This work addresses the challenge of efficiently fulfilling data deletion requests in federated learning without incurring prohibitive retraining costs. The authors propose a Krylov subspace-based conjugate gradient approximation method to accurately estimate the influence of individual clients on the global model. Coupled with a causal weighting mechanism, the approach enables “surgical” unlearning by updating only those parameters affected by the deleted data. The method simultaneously preserves adversarial robustness and achieves strong privacy guarantees: on benchmarks such as CIFAR-10, it accelerates deletion by 47.75× compared to full retraining, incurs no more than a 0.60% drop in test accuracy, and reduces membership inference attack success rates to 0.499—approaching the privacy level of complete retraining.

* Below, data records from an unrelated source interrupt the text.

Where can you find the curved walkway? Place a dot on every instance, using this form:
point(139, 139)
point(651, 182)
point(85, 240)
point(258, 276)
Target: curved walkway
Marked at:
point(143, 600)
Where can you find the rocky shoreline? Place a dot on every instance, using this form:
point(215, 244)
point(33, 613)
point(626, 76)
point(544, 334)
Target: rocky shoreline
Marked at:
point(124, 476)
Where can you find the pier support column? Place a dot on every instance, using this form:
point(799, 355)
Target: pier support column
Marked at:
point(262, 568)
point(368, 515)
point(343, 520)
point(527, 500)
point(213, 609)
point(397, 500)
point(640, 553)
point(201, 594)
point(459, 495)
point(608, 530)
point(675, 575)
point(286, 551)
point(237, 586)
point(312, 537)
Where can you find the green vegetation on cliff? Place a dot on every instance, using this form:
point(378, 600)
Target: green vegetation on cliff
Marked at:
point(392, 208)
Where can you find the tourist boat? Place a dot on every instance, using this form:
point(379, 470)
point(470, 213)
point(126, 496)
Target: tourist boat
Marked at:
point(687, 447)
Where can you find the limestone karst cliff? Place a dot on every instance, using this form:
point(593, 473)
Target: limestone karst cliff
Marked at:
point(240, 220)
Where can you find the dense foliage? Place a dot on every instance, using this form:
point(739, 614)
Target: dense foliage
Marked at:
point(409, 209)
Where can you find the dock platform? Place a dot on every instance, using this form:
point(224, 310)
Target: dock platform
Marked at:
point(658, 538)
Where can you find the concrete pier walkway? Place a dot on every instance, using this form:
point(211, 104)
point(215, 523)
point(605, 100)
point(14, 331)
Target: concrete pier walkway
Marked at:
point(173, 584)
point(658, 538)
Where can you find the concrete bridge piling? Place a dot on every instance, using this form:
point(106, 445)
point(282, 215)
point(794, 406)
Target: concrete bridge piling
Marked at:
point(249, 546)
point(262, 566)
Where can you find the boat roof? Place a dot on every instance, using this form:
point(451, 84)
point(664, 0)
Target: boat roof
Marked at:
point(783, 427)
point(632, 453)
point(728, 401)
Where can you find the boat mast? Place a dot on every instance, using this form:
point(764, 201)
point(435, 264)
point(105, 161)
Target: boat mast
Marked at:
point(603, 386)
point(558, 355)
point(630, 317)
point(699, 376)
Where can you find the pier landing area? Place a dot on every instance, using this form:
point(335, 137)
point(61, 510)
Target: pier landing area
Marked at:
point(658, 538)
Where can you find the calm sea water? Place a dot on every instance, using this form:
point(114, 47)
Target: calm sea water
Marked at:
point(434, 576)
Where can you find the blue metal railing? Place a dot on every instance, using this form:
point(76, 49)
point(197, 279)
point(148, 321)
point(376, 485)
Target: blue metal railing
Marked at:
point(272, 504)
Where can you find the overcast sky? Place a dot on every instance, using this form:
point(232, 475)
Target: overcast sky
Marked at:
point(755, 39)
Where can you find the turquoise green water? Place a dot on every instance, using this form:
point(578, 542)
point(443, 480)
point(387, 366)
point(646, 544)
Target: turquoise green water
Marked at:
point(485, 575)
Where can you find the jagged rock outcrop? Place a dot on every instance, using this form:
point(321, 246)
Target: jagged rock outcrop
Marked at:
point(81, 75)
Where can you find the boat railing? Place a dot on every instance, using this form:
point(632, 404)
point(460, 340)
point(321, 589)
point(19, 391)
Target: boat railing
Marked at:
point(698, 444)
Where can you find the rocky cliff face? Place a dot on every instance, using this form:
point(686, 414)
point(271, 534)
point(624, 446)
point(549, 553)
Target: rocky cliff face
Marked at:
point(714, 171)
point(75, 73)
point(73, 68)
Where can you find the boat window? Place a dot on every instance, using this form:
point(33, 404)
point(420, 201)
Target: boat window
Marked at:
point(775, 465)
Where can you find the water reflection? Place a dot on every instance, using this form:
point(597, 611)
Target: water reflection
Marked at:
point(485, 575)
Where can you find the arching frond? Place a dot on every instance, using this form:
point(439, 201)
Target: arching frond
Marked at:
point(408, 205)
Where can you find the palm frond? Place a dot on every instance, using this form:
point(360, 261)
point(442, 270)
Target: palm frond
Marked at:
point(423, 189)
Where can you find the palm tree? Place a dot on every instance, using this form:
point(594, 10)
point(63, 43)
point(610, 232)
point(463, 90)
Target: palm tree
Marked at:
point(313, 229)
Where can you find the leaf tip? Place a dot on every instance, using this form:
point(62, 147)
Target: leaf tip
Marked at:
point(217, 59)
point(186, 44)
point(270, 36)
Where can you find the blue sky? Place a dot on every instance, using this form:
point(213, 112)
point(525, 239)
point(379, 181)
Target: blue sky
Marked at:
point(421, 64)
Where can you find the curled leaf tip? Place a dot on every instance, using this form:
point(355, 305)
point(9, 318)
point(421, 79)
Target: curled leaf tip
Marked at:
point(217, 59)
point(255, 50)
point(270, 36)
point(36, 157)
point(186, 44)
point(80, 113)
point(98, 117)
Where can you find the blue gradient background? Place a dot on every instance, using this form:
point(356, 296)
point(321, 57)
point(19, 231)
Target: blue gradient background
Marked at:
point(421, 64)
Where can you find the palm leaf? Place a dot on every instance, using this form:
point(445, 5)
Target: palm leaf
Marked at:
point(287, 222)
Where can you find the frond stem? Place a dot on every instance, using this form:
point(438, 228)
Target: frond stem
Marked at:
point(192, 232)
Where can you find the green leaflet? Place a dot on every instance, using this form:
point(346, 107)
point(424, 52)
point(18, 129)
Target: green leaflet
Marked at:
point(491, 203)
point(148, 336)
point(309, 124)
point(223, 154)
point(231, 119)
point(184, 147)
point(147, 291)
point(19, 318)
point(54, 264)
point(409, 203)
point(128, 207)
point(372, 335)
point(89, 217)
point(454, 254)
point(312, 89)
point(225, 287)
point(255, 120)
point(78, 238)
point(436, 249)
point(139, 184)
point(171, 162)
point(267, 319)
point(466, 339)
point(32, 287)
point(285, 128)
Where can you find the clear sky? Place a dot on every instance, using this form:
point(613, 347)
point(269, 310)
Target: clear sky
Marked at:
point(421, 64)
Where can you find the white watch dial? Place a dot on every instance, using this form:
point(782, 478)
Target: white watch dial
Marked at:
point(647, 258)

Federated learning systems must support data deletion requests to comply with privacy regulations, yet retraining from scratch after each deletion is computationally prohibitive. We present HF-KCU, a method that removes a client's contribution by approximating the influence function through conjugate gradient iterations in Krylov subspaces, reducing complexity from O(d^3) to O(kd) where k<<d.A causal weighting mechanism ensures that only clients holding the deleted data receive parameter updates, preventing spurious changes to unaffected clients. Our method is designed to handle bounded adversarial perturbations to the Hessian and gradient, providing graceful degradation under realistic threat models. We validate HF-KCU across convolutional (ResNet-18, SimpleCNN) and transformer (ViT-Lite) architectures on CIFAR-10, MNIST, and Fashion-MNIST. On CIFAR-10 under Dirichlet (alpha=0.5) partitioning, HF-KCU achieves 47.75 times speedup over retraining while maintaining test accuracy within 0.60% of the rational baseline(71.16 vs 71.76 %). Membership inference attacks on the forget set yield success rates of 0.499 matching the retrained model and confirming effective privacy restoration. We provide convergence guarantees showing that the Krylov approximation error decreases as O((k ^1/2-1)/(k^1/2+1)) where k is the Hessian condition number. The causal weighting mechanism ensures surgical updates, where only clients holding deleted data are modified, preserving model quality for unaffected participants and avoiding the instability of gradient-based approaches in asynchronous federated settings. This design provides interpretability as each update is directly traceable to the influence of the deleted data. The method's efficiency and precision make it suitable for production federated systems where deletion requests arrive asynchronously and computational budgets are constrained.